KV Pharmaceuticals will have to fight an investor class action after all. A U.S. appeals court resuscitated a $1.5 billion securities fraud lawsuit dismissed back in 2010, Reuters reports. And KV isn't the only drugmaker that should be worried about the court's ruling, the investors' lawyer says.

The securities-fraud suit claims KV misled FDA and investors about manufacturing problems that later triggered recalls and government probes. That's not unusual in a shareholder suit. What is unusual, according to lead lawyer Javier Bleichmar, is that it's the first time FDA inspection records were determined to be material under securities law.

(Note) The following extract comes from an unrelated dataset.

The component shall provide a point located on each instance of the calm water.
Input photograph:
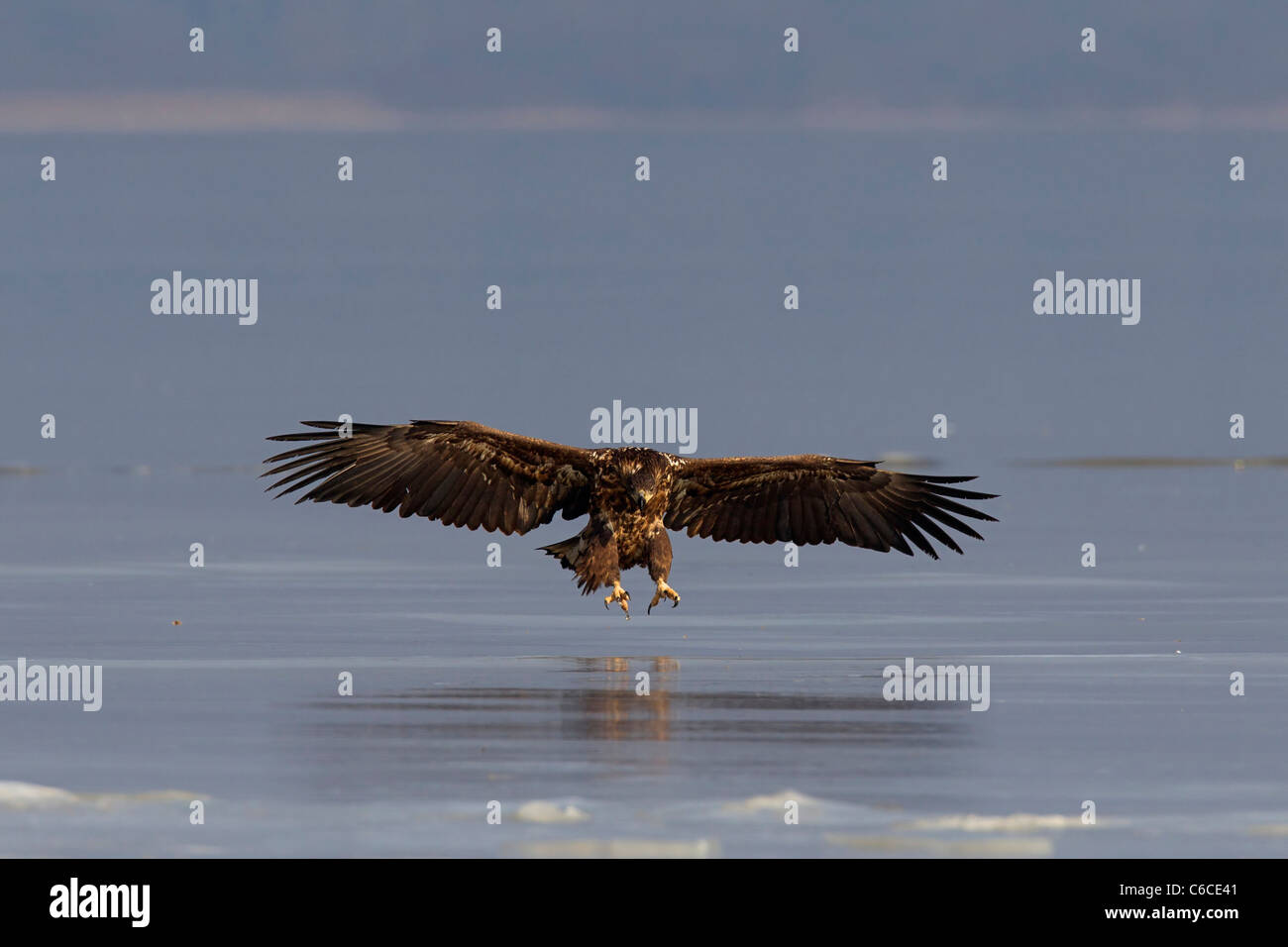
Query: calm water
(476, 684)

KV shareholders compared FDA inspection records--aka Form 483 reports--with the company's public statements. In the suit, they allege KV leadership misled investors about its FDA compliance problems. And those problems, they say, led to the spate of recalls that began in 2008. It suspended drug shipments at the end of 2008, and the stock price dropped by 90%.

It's far from the first legal trouble KV has had since then. KV subsidiary Ethex pleaded guilty to two felony counts of criminal fraud and agreed to pay $27.6 million in fines and restitution. Then, last March, former CEO Mark Hermelin pleaded guilty to violating drug-labeling laws.